Nova Scheduler Filter

Asset /Geo Tag filters should be specified. They will be very similar to todays Aggregate and Availability filters with the distinction that the data they retrieve from the Attestation service may need to be parsed. For instance, geo-tag data may be retrieved as a json string or as XML. In the case of XML, the data may be comprised of a Global Positioning System (GPS) cordinates element, a postal address element. The data so retrieved may need to be parsed if the filter requires match on country, or state and country. We recommend that filter code take a policy argument to determine what manner of parsing is required, and the extracted data then used to determine placement. Filters could also be a logical OR of geos.
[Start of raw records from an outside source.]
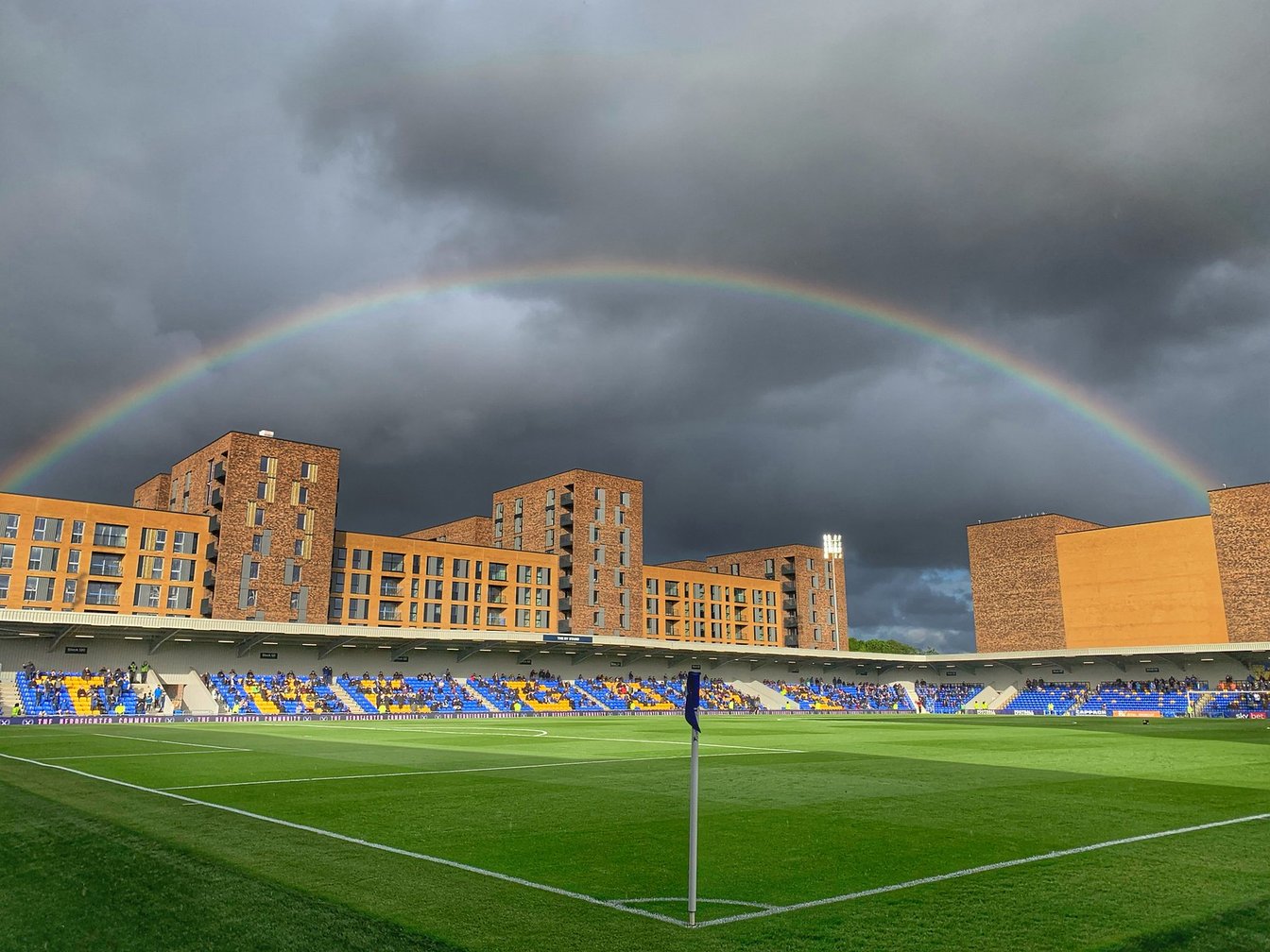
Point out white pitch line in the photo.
[93,731,247,750]
[159,752,783,790]
[44,748,250,760]
[311,723,808,754]
[0,754,684,926]
[697,814,1270,927]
The same filter techniques are usable by the scheduler for volume placement and live migration of VMs.

Storage

Geo tags are readily usable for block storage. Object storage in the context of Swift is a little more involved and shall be covered in a separate blueprint and be addressed in phase-2. This is chiefly because the functionality that computes hash codes to determine where to place the Swift replicas needs to be modified. Further Ring balance logic in the event of hardware and/or network failures needs to be modified. Last but not least, the Swift API for object put/get will need to be modified to specify geo/asset tag constraints.

Audit Tasks

Audit logs of VM and volume related CRUD activity could capture geo tags. These would serve well compliance. Further periodic audit reports of all cloud resources could also capture the geo/ tags. Cloud asset particulars could also be saved in databases, along with configuration information about patches and upgrades. A sanity check would be that the reported geo tags match what is in the database.

Attestation Service

Existing Attestion services need to be upgraded to understand geo tags, support an API to retrieve them for registered hardware resources. The geo tags retrieved for hardware resource could be cached at the attestation service or even at the nova scheduler to speed scheduling decisions as long as the cached value is no older than some specifiable time window.

The simplest geo tag is a string, while more complex variants are XML and json strings. A match policy (country match, state and country match, or city, state, and country match) and a formatter to parse a given representation is required to facilitate match.

Overall Flow

The cloud user specifies by way of flavor extra-specs for instances and volumes any desired geo tag. These in turn are used to filter out the compute nodes/volume devices that are ineligible. In the context of object storage, data get and put requests would need additional tag arguments, in order to restrict where data is to be stored, and can be retrieved.

Phased Release

Block Devices and VM placement can be supported in the first release. Object storage would happen in a second release because it touches upon both API changes and issues such as balancing rings in Swift.